Bereits am 15. Januar hatte der Ausschuss unter der Vorlagennummer 20252641 nahezu identische Anregungen behandelt. Beide Anträge fordern dieselben Maßnahmen: einen 200-Meter-Schutzradius um brandempfindliche Gebäude, ein Feuerwerksverbot per Allgemeinverfügung und dessen Durchsetzung in der Silvesternacht.
Rechtsgutachten ohne neue Argumente
Den Anregungen war ein Kurzgutachten der Rechtsanwaltskanzlei Geulen & Klinger im Auftrag der Deutschen Umwelthilfe beigefügt – dasselbe Gutachten, das bereits bei den im Januar behandelten Anträgen vorlag.

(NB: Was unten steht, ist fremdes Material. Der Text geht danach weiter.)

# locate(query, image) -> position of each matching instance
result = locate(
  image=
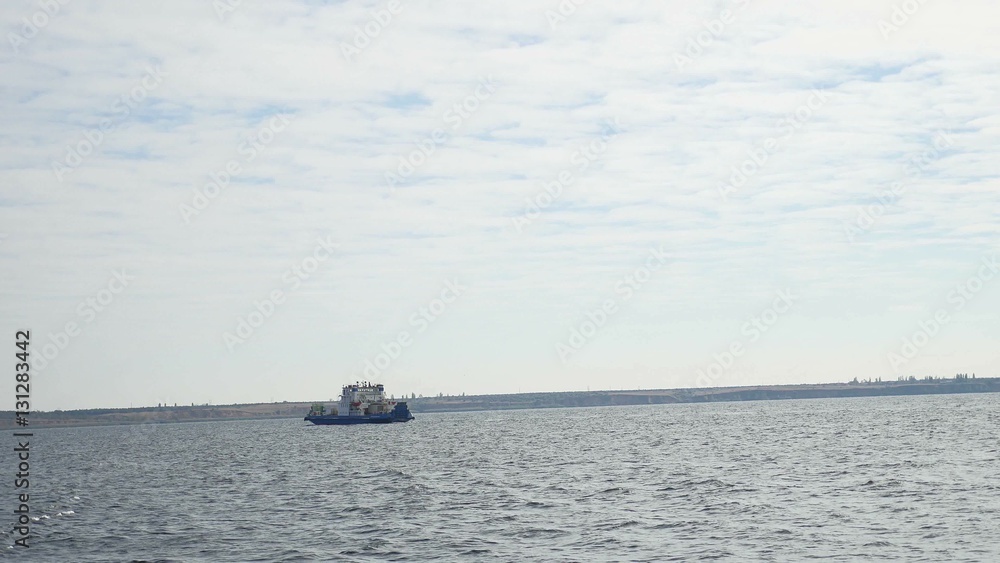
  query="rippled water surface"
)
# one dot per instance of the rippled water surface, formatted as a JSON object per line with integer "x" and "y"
{"x": 907, "y": 478}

Die Verwaltung sieht in der aktuellen Anregung daher keinen neuen Sachvortrag. Auch die von den Petenten zusätzlich geforderte Unterrichtung der Anwohner über die Brandempfindlichkeit setze das Vorliegen einer entsprechenden Allgemeinverfügung voraus.
Die Entscheidung über die Empfehlung der Verwaltung fällt der Ausschuss für Sicherheit, Umwelt und Nachhaltigkeit in seiner Sitzung am 4. März.